Twitter Brawl Developing Between Brandi Kruse & Jeff Renner

We are not sure what started this, but apparently, former KING 5 Meteorologist Jeff Renner got his undies in a wad over something former FOX 13 News reporter Brandi Kruse Tweeted out. Social media is an outlet that allows the worst in everyone to shine through…

Author: Jason Remington

Creator, Admin, & Editor of QZVX, former broadcaster at KTOY FM/Tacoma, KVAC/Forks , KDFL/Sumner, KTTX & KWHI FM/Brenham (TX), KONP/Port Angeles, KBAM/Longview, KJUN/Puyallup, KRPM FM/Tacoma, KAMT/Tacoma, KASY/Auburn, KBRD FM/Tacoma, KTAC/Tacoma, KMTT FM/Tacoma, and KOOL FM/Phoenix. -- Airchecks

9 thoughts on “Twitter Brawl Developing Between Brandi Kruse & Jeff Renner

  1. Brandi is a gift to the people who eat misinformation like candy and regurgitate it on various platforms. That’s what Renner was referencing.

  2. Renner’s snarky remark was uncalled for. I always felt that Renner was a bit of a pompous ass. Brandi didn’t link his response to any particular post of hers. Seems Renner was directly attacking Brandi’s qualifications as a journalist.
    Renner had his time in the spotlight, back in the day. Now, it’s Brandi’s turn.

  3. Just another example of people using social media to shoot arrows at other people, then duck down behind their computer or phone screens.
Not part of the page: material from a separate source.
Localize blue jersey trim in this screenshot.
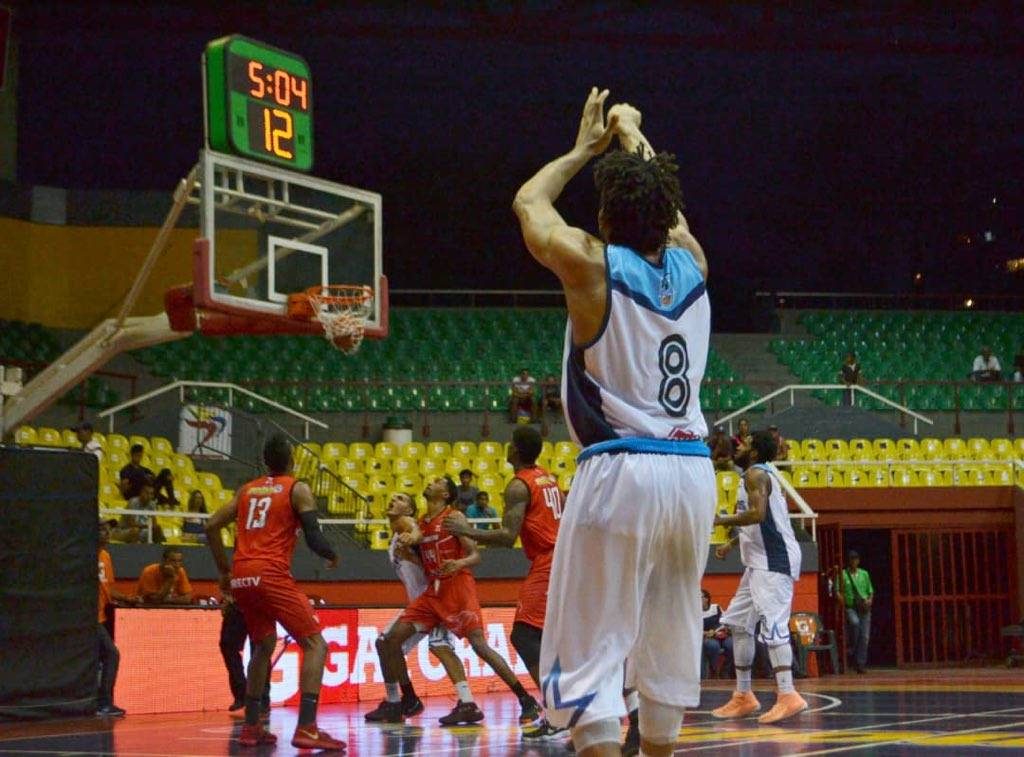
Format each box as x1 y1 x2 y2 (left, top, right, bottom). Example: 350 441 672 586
577 436 711 463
Stuff like this wouldn’t happen face to face. It’s one thing I hate about social media.

  4. The majority of people can no longer accept or tolerate an opinion other than theirs. It’s sad.
    I am glad to have spent the majority of my life not having to deal with the childish behavior of Twitter, Facebook, etc….
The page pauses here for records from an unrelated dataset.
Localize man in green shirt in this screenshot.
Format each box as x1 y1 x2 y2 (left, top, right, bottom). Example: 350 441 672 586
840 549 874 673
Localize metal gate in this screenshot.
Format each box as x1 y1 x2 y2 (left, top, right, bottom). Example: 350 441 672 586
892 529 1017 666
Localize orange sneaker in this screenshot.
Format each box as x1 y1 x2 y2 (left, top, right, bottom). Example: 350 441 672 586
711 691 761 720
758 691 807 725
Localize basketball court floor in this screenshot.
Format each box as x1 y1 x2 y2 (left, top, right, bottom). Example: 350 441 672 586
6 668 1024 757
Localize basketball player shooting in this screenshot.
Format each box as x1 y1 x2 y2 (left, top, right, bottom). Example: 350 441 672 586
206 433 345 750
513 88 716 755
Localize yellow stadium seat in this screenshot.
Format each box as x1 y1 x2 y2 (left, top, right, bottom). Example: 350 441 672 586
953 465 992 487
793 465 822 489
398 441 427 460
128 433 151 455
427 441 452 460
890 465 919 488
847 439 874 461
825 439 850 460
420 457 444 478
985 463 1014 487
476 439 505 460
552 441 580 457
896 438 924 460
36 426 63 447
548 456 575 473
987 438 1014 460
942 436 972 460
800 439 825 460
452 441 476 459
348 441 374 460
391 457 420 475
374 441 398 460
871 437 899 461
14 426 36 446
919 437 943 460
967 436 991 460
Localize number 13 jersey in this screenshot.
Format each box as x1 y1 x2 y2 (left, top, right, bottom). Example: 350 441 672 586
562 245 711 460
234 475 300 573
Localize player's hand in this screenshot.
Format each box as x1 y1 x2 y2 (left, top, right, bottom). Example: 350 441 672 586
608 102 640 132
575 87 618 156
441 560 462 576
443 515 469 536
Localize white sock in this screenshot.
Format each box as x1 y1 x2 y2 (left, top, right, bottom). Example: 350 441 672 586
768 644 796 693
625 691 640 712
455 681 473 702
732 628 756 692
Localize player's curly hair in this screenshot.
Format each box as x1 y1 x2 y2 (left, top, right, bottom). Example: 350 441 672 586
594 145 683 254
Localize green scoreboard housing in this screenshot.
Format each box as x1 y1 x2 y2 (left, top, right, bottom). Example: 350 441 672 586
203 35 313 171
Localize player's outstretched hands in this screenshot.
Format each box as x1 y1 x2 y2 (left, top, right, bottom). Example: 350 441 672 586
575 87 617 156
    1. At the risk of sounding like a cantankerous old man, we didn’t have micro wave ovens, cable tv, cell phones, computers, Internet or robot-vacuum-cleaners back in my day, and doggone it, we liked it that way!
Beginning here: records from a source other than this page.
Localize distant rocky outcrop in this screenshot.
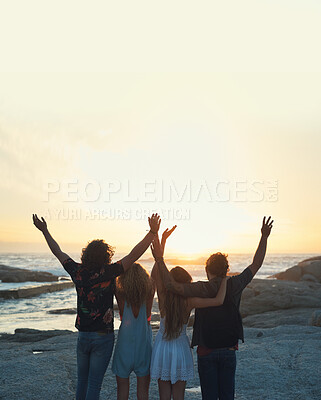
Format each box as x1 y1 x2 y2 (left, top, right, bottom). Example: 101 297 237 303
0 281 74 299
47 308 77 314
0 265 59 283
0 328 73 342
309 310 321 326
272 256 321 283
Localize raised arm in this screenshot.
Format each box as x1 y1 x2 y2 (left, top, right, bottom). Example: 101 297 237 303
249 217 274 276
151 225 177 293
121 214 161 271
151 235 183 294
32 214 69 264
187 278 228 309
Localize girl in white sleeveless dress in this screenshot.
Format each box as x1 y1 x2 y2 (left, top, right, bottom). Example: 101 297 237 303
150 226 226 400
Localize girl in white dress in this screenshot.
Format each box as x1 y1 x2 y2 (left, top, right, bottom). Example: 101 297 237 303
150 226 226 400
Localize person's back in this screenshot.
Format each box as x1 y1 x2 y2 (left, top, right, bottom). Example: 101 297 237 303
171 217 273 400
112 263 155 399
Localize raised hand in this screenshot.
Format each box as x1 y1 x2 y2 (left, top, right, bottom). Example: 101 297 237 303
150 235 164 261
148 214 161 233
32 214 47 232
261 217 274 237
161 225 177 247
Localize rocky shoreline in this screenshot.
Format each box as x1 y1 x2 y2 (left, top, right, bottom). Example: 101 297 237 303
0 325 321 400
0 257 321 400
      1. Actually, microwave ovens were introduced in the early fifties. I watched a demonstration of a Radarange at the Northgate Bon Marche. A comely teenage lass would put a marshmallow in and turn on the juice. The marshmallow would become the size of a cantaloupe. Turn off the power and it would shrink back down but was no longer its original shape. Nobody in my neighborhood had a microwave. They were about $400. That would buy a lot of marshmallows. My dad made maybe $200 a month back then.

        1. The first working video phone was invented/announced in 1930. This at the same time television for home entertainment was being developed. It was not until 1965 that the television phone was perfected to the point that Bell Labs considered taking it to market. The cell phone with video capability was still years away.
          Some things took longer getting to market back then and still longer becoming accepted by the average wage earner.

      2. You or I may be “cantankerous” but the anger of people in the twitter/computer/smartphone world far exceeds my rotary phone days. I doubt people would be so angry and confrontational face to face. Easy to be disrespectful on a keyboard. I try to be mindful of that myself although I am not perfect either.

        I have a 40 year old niece with a facebook feed full of rants, f-bombs, and inappropriate memes. I have suggested to her it will always be there for all to see, employers, family (especially her young kids), insurance companies, divorce attorneys, etc. Leaves me smh as they say.